Nesta toada, as estatísticas nacionais apontam o Estado-União, Estado e Município-  como o cliente que mais engravida o serviço judiciário, pois ao ente público são vedados acordos ou conciliações na maioria dos casos, dações em pagamento têm demorada apreciação legislativa, as ações fiscais se perenizam, sem perspectiva de êxito, acabando soterradas no pó dos arquivos. Quando fui procurador do Estado, tinha o dever de elaborar relatórios mensais, apenas para que os superiores soubessem, através das cópias, que a máquina estatal estava em ação. Oficiais de justiça iam para bairros e distritos tentando penhora de bens de comerciantes sem garantias e de empresários moribundos. Isso demandava em espaços, horas, dicções de rotina, carimbos, quando se previa que adiante o contexto mergulharia no insucesso.

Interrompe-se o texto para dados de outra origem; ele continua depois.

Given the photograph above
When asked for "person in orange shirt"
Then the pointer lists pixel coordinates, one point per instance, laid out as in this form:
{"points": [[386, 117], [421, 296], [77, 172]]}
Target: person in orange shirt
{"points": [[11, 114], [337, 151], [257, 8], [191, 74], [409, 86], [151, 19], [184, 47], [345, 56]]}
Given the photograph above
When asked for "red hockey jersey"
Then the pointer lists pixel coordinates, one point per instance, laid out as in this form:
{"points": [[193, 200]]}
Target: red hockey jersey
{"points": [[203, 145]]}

E isso sem falar-se no cipoal de recursos e remédios que se protelam, muitos apenas para procrastinar um resultado iminente; e dar fama a poucos profissionais que se envaidecem de o processo “demorar” e “demorar” em seus escritórios.

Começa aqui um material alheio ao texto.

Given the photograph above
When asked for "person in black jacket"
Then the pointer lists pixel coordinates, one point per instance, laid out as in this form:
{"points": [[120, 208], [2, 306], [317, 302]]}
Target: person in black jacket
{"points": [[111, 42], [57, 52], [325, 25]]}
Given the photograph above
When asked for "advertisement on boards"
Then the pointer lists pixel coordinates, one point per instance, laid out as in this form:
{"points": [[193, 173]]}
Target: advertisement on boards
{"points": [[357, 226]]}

Algumas medidas se anunciam para minorar este cenário. As tentativas de conciliação e mediação. Atitudes de órgãos ou partes envolvidas do dissídio administrativo que se reúnam em diálogo construtivo, abdicando de parcela de suas pretensões, evitando o ingresso da contenta judicial e, assim, minorando o congestionamento. Maior número de súmulas e de decisões com repercussão geral nos tribunais superiores, uniformizando jurisprudências, e apenas julgando casos que se tornem paradigmas; e mais o aperfeiçoamento do processo eletrônico que contribui com a economia de papel e o ambiente.

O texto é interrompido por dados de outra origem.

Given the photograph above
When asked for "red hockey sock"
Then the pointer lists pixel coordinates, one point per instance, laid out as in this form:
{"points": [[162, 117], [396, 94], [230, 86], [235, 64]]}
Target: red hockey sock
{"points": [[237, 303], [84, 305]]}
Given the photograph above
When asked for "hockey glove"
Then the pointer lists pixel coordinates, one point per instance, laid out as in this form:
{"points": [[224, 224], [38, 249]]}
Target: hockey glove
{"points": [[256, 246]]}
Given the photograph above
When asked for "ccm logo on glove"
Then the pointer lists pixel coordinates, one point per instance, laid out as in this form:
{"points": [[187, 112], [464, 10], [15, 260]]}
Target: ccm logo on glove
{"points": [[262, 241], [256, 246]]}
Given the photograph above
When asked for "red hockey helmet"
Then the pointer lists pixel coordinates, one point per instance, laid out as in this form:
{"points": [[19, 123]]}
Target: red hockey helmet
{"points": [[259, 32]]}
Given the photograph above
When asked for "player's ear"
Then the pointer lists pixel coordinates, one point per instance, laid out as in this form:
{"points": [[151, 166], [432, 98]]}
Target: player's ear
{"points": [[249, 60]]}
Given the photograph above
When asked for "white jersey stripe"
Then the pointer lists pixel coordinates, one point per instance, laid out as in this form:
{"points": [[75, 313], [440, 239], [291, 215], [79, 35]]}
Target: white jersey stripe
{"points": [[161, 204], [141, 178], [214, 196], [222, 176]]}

Constatei recentemente, em um congresso de tecnologia e direito, que se fortalece cada vez mais o uso da inteligência artificial, onde robôs identificam termos e “produzem despachos” ordenatórios, eliminando horas e dias, e até chegando a verificar se foram atendidos requisitos da demanda, pois há leis e artigos cuja referência seja obrigatória para dar impulso à petição; ou seja, há “circunstâncias repetitivas” que podem ser aferidas pela técnica, depois que se “habitua” com de certas regras ela “aprende” e adquire condições de pronunciar liminar como o magistrado.  Conversando com um juiz disse-me que estudava algoritmos que, depois de “ensinados” e “habituados” com palavras frequentes numa sentença deixava para a “mente humana” somente a parte dispositiva, eliminando do esforço do magistrado, o relatório e até os fundamentos (facilmente consultados em bancos da internet). E, talvez, no futuro, já treinado, “decidir”!
Aliás, os advogados que trabalham com processo eletrônico repararam que ainda deixam “um espaço em branco” na parte superior da petição inicial, ainda com o cacoete que ali imagine o despacho de “distribua-se” ou outro atinente?  Amigos, a modernidade bate à porta.